Fino a quando il southern folk blues di Why Does The Earth Give Us People To Love?, un’esperienza d’ascolto appagante e totalizzante in un modo che non si può nemmeno immaginare, come tutte le cose, si conclude. Kara Jackson ha 23 anni ma l’impressione è che abbia capito e visto tutto, che abbia vissuto così a lungo da arrivare fino alla fine e fare il giro e tornare al presente. Ha da insegnarci moltissimo della vita, della solitudine, dell’amore, del dolore, della morte. La sua capacità di osservare le cose da due angolazioni, quello della poesia e quello della musica, sempre che riusciate a scinderle, non è da tutti. C’è un’insoddisfazione di fondo, una sofferenza mai sopita, una curiosità senza tempo che spinge Kara Jackson a cogliere, un brano dopo l’altro, l’essenza di quello che prova per poi riproporlo in un modo unico.

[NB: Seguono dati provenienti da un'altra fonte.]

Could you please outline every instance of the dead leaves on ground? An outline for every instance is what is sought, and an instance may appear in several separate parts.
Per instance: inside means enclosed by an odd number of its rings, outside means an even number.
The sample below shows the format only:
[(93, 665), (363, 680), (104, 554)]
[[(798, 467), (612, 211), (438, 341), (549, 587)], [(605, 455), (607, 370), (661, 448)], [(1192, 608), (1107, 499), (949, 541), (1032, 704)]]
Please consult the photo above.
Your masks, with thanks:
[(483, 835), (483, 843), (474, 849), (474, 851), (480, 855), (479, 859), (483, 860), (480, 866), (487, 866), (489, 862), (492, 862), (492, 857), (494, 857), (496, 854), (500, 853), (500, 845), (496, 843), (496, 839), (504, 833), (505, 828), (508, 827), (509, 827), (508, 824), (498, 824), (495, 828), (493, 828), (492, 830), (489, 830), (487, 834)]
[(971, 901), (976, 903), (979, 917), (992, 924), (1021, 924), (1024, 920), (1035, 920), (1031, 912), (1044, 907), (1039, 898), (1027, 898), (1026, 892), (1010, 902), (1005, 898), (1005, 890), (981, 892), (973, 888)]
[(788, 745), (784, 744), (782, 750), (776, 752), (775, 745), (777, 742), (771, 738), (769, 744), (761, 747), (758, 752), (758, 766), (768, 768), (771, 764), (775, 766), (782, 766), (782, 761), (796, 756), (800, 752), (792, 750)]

E come voi anch’io, al primo ascolto, confesso di aver avuto la stessa sensazione provata con il disco d’esordio di Tracy Chapman, oggi come allora opere incontrate per caso in un momento di grandi ripensamenti e di dubbi senza soluzione. E, proprio come quel capolavoro, anche Why Does The Earth Give Us People To Love? ha tutte le carte in regola per imporsi come uno spartiacque epocale, o più semplicemente un buon compagno di viaggio a cui affidarsi quando si perde il senso dell’orientamento.